I’m up before the crack of dawn. Its pitch dark outside and very still accept for the occasional car that rolls down Wilshire Blvd. I did go to sleep at 9PM so I guess getting up a t 5AM is not so bad. Most nights I’m exhausted from long hours of working. I need to stay focused and also need to implement a strong sense of self discipline. This is not something new. My life has always demanded self discipline in order to survive.
There was always money issues, children, work and responsibilities that demanded I be very self disciplined. Persistence is a mark of self discipline or may-be it is just plain stubbornness and an inability to accept defeat. Whatever it is I know how to super impose a sense of discipline upon myself. However there have been times in my life where the self discipline exhausted me and I went in the opposite direction. It’s sort of like denying yourself certain pleasures and then becoming a glutton of self indulgences. I think we’ve all gone there from time to time. The key is to find balance. To find a place where discipline is grounded and at the same time you can take time to laugh and play. Of course that is easy to say when you are not in a survival mode. Poverty and lack of support can be mighty forces in your life.
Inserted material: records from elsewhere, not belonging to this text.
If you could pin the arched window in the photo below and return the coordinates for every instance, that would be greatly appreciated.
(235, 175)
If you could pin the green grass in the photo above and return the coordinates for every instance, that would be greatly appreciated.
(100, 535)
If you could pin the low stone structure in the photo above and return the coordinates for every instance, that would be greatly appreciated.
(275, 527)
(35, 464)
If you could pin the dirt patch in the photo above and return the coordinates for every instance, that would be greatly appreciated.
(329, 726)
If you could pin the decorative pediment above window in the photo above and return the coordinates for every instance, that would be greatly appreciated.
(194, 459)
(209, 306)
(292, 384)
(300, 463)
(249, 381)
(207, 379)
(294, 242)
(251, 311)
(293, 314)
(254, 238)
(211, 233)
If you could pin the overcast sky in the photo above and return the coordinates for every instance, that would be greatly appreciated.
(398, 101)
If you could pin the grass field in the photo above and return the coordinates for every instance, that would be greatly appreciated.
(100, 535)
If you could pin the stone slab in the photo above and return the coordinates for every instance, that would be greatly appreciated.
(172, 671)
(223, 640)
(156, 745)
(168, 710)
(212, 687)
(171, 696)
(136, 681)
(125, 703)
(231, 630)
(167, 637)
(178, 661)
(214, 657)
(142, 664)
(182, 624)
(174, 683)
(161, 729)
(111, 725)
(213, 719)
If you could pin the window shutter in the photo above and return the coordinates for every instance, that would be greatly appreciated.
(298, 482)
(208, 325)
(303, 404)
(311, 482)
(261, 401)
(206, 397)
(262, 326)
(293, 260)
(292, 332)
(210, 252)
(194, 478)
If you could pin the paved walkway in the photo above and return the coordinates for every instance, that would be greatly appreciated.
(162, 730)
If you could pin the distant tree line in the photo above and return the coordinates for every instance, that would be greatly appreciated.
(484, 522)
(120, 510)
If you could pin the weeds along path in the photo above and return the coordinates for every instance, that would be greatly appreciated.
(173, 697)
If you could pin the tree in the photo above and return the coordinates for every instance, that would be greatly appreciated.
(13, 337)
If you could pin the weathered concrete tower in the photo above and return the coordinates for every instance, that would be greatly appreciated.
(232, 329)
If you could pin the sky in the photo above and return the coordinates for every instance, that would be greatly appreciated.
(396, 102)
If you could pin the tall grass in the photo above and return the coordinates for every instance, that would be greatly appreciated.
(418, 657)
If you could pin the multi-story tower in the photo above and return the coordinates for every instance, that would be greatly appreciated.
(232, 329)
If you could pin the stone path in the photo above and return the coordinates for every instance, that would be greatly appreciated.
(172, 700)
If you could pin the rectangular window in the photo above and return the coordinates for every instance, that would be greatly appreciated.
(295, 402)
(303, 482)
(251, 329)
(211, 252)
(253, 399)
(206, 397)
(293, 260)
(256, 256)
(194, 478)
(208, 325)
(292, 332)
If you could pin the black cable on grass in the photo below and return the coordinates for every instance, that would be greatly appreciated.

However I must find that balance point between the extremes. But a little more discipline is needed. I live a privileged life. It wasn’t always this way. I have struggled and gone without. Now I live a very upper middle class life, have money in the bank, travel, have clothes, jewelry and the ability to do what I want without a worry about money. I’ve never had this opportunity in my life.
When I was younger I watched other women who had supportive husbands, money, vacations, clothes, jewelry and all the accouterments of wealth take a position of entitlement without appreciation. It takes going without to learn to appreciate. And if I had to say the one thing that predominates in me these days it is appreciation for what I have because I remember all too clearly those days of struggle.
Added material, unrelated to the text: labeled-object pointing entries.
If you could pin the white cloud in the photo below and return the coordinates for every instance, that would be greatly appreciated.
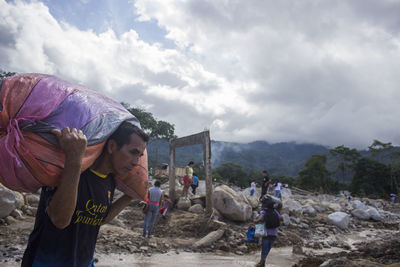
(309, 71)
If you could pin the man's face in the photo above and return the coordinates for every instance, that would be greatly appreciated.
(125, 158)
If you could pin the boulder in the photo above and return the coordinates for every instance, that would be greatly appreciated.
(309, 210)
(293, 207)
(197, 208)
(10, 220)
(8, 201)
(199, 200)
(251, 200)
(209, 239)
(183, 204)
(340, 219)
(257, 194)
(230, 204)
(17, 214)
(215, 215)
(319, 208)
(286, 193)
(360, 214)
(332, 206)
(374, 214)
(357, 204)
(33, 200)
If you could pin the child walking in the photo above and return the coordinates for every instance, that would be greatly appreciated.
(272, 218)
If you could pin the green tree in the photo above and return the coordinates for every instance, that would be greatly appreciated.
(232, 173)
(385, 152)
(315, 175)
(347, 159)
(156, 129)
(371, 178)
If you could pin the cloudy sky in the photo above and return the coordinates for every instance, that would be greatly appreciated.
(325, 72)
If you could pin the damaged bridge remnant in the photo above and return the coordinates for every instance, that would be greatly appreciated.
(191, 140)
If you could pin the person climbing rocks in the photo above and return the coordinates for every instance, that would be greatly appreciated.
(156, 197)
(265, 184)
(271, 218)
(195, 183)
(252, 188)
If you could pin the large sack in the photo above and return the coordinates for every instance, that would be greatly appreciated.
(32, 105)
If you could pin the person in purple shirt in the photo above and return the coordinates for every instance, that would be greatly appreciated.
(267, 241)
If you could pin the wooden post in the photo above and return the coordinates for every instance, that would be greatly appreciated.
(207, 166)
(172, 173)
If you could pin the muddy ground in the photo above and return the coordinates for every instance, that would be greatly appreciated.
(178, 232)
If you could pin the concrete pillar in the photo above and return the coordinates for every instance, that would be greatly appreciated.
(172, 173)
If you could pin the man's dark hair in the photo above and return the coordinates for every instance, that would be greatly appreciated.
(123, 133)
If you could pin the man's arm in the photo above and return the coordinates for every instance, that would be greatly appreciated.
(117, 207)
(62, 205)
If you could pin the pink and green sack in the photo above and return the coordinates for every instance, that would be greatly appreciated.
(33, 104)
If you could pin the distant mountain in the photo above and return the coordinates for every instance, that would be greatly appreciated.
(279, 159)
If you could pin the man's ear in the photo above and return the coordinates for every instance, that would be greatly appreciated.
(111, 146)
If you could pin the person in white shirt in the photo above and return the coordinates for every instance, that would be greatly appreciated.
(253, 188)
(278, 190)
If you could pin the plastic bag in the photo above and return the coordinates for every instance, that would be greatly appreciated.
(33, 104)
(260, 230)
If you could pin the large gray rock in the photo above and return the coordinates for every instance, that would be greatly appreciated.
(357, 204)
(332, 206)
(183, 204)
(209, 239)
(197, 208)
(251, 200)
(361, 214)
(286, 193)
(309, 210)
(230, 204)
(8, 201)
(340, 219)
(293, 207)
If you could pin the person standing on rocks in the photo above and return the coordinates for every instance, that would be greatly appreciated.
(69, 216)
(271, 218)
(393, 197)
(252, 188)
(156, 196)
(187, 180)
(265, 184)
(278, 190)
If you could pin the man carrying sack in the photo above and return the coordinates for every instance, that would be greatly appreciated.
(69, 216)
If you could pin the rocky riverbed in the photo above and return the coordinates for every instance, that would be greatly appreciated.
(365, 232)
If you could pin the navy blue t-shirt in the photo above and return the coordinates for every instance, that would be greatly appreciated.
(75, 244)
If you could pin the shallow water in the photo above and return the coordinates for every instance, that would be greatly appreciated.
(278, 257)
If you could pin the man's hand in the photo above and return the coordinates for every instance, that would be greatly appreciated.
(63, 203)
(72, 141)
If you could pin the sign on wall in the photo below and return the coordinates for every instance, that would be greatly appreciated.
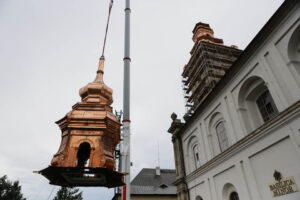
(283, 186)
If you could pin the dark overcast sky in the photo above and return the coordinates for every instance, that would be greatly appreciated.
(49, 49)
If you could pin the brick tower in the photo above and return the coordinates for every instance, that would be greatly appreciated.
(90, 133)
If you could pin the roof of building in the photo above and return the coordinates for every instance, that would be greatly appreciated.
(148, 183)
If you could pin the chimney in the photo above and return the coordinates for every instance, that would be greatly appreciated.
(157, 171)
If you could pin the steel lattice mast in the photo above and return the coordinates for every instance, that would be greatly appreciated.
(125, 147)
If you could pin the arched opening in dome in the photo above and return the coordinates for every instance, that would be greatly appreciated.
(83, 155)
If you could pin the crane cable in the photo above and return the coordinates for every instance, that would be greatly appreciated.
(51, 192)
(107, 24)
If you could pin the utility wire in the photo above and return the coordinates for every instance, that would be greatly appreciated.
(107, 24)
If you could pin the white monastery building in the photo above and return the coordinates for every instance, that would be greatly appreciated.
(240, 137)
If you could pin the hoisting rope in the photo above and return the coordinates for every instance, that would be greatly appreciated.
(51, 192)
(107, 24)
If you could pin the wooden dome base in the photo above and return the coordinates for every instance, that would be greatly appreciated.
(83, 177)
Character is a bi-product of discipline, struggle and hard work. Do I wish I had been born rich and had everything handed to me? You bet I do…but it would not be my life and I would not have an appreciation for things that most people take for granted.
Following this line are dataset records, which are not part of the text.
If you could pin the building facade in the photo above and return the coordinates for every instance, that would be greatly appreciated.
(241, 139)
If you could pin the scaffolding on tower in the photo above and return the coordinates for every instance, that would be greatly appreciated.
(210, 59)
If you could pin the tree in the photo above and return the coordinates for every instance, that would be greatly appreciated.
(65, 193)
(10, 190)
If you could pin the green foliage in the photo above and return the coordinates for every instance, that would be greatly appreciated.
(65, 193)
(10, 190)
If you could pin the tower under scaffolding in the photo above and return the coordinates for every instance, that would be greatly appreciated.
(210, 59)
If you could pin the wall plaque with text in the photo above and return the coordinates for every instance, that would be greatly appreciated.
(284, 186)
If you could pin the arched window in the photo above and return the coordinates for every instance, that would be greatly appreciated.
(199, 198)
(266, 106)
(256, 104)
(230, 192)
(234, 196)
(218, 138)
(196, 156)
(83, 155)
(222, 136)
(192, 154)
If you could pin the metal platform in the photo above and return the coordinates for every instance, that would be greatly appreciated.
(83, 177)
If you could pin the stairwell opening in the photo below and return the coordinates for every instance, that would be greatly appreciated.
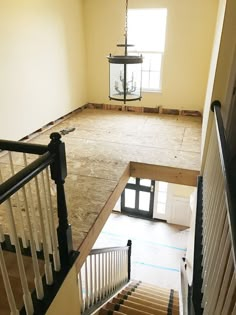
(156, 216)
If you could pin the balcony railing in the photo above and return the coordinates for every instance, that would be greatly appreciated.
(34, 217)
(104, 272)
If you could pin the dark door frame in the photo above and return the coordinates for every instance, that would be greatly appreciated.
(138, 188)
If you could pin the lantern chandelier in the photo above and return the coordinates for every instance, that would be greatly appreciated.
(125, 72)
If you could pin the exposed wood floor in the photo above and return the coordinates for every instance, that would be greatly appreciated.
(107, 147)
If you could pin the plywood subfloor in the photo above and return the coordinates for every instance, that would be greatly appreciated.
(99, 152)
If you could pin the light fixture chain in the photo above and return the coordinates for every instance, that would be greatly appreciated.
(126, 18)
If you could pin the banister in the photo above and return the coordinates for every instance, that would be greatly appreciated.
(225, 163)
(10, 186)
(96, 251)
(23, 147)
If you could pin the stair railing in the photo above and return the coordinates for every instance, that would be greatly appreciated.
(104, 272)
(218, 226)
(28, 204)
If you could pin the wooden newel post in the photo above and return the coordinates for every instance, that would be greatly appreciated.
(58, 174)
(129, 244)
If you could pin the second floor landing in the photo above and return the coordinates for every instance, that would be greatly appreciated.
(105, 147)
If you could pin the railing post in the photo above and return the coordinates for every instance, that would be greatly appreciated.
(129, 244)
(58, 174)
(197, 266)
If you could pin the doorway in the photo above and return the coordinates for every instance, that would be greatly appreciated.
(137, 198)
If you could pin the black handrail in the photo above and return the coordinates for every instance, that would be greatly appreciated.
(97, 251)
(23, 147)
(17, 181)
(228, 180)
(53, 155)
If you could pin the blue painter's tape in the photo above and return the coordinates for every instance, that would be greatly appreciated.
(156, 266)
(148, 242)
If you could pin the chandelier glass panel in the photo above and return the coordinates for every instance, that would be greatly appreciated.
(125, 73)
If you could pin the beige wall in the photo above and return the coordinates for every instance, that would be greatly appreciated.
(223, 66)
(189, 39)
(67, 298)
(42, 62)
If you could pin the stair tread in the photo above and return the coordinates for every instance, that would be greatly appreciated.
(158, 296)
(139, 306)
(126, 309)
(147, 298)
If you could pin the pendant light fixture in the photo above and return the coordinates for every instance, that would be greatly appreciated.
(125, 72)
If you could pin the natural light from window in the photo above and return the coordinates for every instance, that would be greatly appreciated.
(147, 31)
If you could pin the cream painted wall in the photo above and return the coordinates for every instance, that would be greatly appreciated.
(223, 66)
(42, 62)
(189, 39)
(67, 298)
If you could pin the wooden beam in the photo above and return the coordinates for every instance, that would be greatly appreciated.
(101, 219)
(164, 173)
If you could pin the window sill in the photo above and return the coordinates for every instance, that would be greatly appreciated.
(152, 91)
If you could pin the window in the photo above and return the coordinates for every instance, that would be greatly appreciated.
(147, 31)
(162, 197)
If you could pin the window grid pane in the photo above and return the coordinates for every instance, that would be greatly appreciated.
(130, 198)
(144, 201)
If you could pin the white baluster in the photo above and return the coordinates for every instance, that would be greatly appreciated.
(56, 257)
(99, 278)
(26, 294)
(19, 210)
(91, 281)
(86, 285)
(46, 213)
(7, 284)
(37, 279)
(95, 280)
(81, 298)
(47, 265)
(32, 207)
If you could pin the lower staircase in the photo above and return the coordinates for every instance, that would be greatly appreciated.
(142, 299)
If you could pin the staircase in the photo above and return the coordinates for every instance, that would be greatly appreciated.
(142, 299)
So here I am about to launch my new classes, finish my book, finish the new DVD in my lovely condo, with money in the bank and an African vacation just on the horizon, appreciating the opportunity to be creative at a wonderful time in my life without the pressure of making money. What I appreciate the most is that at the end of the day I can put down my tools and laugh and enjoy the simple things in life.
Poverty, ill health and loneliness when turned around to become a comfortable, healthy and fulfilled life are a major feat. As I struggled to overcome each issue I remain constantly aware that at any moment poverty, ill health and loneliness can reappear. So for the moment and in the moment it is best to live life to its fullest.